Fibre is the new protein: everywhere you look in the media, there’s a call to feed the gut (as it happens your gut microbes eat first, converting fibre into fuel for your cells). We don’t nearly eat enough fibre, generally short of the recommended 30 g a day by almost a half.

Fibre is all goodness, not just responsible for you-know-what. It lowers cholesterol, the risk of diabetes and heart disease plus it really does work miracles in weight management (from experience).
And it’s not all only lentils and beans, if you take a look at the collection below. You can boost fibre content of breakfast, salads and mains, and even sweets. You need to take no supplements, and in fact you shouldn’t as everything is better absorbed from natural foods.
Start with breakfast: homemade granola is not only healthier but also much cheaper than decent quality, sensibly sweetened brands. It’s the easiest thing, with just the fruit and seed mix you like. And good amount of fibre is in every single ingredient!
Then turn your granola into bars, healthy and delicious. They are high protein, high fibre snacks, like a flapjack or granola bar in a savoury version. Very easy and super versatile: try baking a batch for filling and guilt-free treats.
Savoury oat and seed bars
RECIPE
Both edamame beans and spelt are worth attention for their fibre content, with avocado, egg and sauerkraut. And this recipe is also rich in protein that will keep you full until dinner. It’s an easy meal-prep, endlessly adaptable and ready in minutes.
Spelt and edamame power bowl
RECIPE
I know: avocado really doesn’t look like lots of fibre, does it? But then coffee also contains fibre so what do you know? This avocado and red kidney bean salad with crispy garlic and crunchy seed and nut topping is fit for fibremaxxing, while the garlic and seed topping alone make this recipe worth trying!
Avocado and red bean salad
RECIPE
For gut heaven, you should eat tabbouleh, the classic Levantine salad which is a mix of herbs, tomatoes, onions, cucumbers and soaked bulgur wheat. It’s dressed with olive oil and seasoned with Baharat. It’s delicious and healthy, and super easy to prepare.
We now get to lentils because they are deservedly hailed as Fibre Central. Lentil and mushroom bake with red peppers and a little spinach for vibrant colour is a marvellous plant-based dish. Lentils are cooked from scratch but no soaking is required for this recipe.
Lentils with mushrooms and spinach
RECIPE
You can boost fibre in meat dishes too, if you combine it with lots of fibre-rich plants. Crispy pork mince, kidney beans and Romaine lettuce salad with mixed toasted seeds is precisely that. Plus caramelised pork crumbs are the best thing since crispy bacon!
Another way of upping fibre in your meat course: turkey schnitzels coated in dukkah breadcrumbs. They are an exciting and flavoursome version of the old comfort staple: crunchy and crisp, but with delightful, fragrant seasoning. Make up a big jar of dukkah to keep in the pantry and sprinkle on everything for a flavour and fibre boost.
Turkey schnitzel in dukkah
RECIPE
How to make your lunchtime sandwich fibre-rich?

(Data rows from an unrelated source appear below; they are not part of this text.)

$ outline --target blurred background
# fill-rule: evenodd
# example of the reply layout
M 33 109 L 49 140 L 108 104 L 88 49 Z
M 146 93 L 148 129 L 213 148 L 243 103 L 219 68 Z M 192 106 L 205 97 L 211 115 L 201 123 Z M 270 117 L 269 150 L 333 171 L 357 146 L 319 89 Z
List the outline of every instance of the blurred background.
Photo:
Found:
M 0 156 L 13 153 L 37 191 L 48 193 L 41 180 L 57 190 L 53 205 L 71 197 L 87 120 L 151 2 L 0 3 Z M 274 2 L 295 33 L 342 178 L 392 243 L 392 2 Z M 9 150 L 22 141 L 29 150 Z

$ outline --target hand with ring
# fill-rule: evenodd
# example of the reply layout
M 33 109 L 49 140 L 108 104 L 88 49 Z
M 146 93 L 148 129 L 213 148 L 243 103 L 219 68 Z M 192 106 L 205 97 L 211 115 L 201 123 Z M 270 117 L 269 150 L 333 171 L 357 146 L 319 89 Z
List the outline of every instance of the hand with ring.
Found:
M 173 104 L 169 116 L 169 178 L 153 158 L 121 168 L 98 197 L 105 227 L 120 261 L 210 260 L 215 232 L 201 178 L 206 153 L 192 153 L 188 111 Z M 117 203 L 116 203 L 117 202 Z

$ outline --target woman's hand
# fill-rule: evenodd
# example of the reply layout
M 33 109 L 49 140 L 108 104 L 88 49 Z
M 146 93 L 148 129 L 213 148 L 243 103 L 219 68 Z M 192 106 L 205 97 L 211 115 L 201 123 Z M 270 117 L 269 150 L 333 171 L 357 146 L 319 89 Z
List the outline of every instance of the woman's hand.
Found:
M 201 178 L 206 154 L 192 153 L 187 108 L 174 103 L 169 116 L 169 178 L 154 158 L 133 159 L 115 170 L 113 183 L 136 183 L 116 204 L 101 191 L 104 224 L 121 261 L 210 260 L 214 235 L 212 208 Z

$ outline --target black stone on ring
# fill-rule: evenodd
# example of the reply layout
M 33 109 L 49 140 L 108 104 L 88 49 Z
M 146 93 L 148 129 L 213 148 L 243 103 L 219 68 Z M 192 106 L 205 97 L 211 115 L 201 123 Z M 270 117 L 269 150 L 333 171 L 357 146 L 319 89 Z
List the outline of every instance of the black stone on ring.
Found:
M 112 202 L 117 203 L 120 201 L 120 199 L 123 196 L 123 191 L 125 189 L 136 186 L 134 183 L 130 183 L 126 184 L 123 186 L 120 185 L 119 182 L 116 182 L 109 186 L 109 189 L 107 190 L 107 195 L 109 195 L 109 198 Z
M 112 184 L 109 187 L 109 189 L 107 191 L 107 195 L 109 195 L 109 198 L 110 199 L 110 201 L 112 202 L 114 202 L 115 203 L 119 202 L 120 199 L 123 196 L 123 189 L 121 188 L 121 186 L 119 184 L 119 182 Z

Bake a loaf of seeded light rye bread with linseed, sunflower and pumpkin. This mixed rye and wheat loaf is leavened with yeast and tastes a little like a blonde pumpernickel. It's easy to bake and best sliced the day after baking.
Fancy a sweet treat? No problem: these homemade cereal bars are made with oats and plenty of dried fruit and seeds (that’s triple fibre). And you might not know that fibre actually partly offsets the sugar content in foods which is why dried fruit is quite a healthy snack.
Oats and dried fruit bars
RECIPE
Bonus recipe: roasted seed and nut mix toasted in a warm oven. Salty and crunchy clusters of seeds and nuts are an excellent fibre top-up to salads, sandwiches and soups. Or you can nibble them on their own!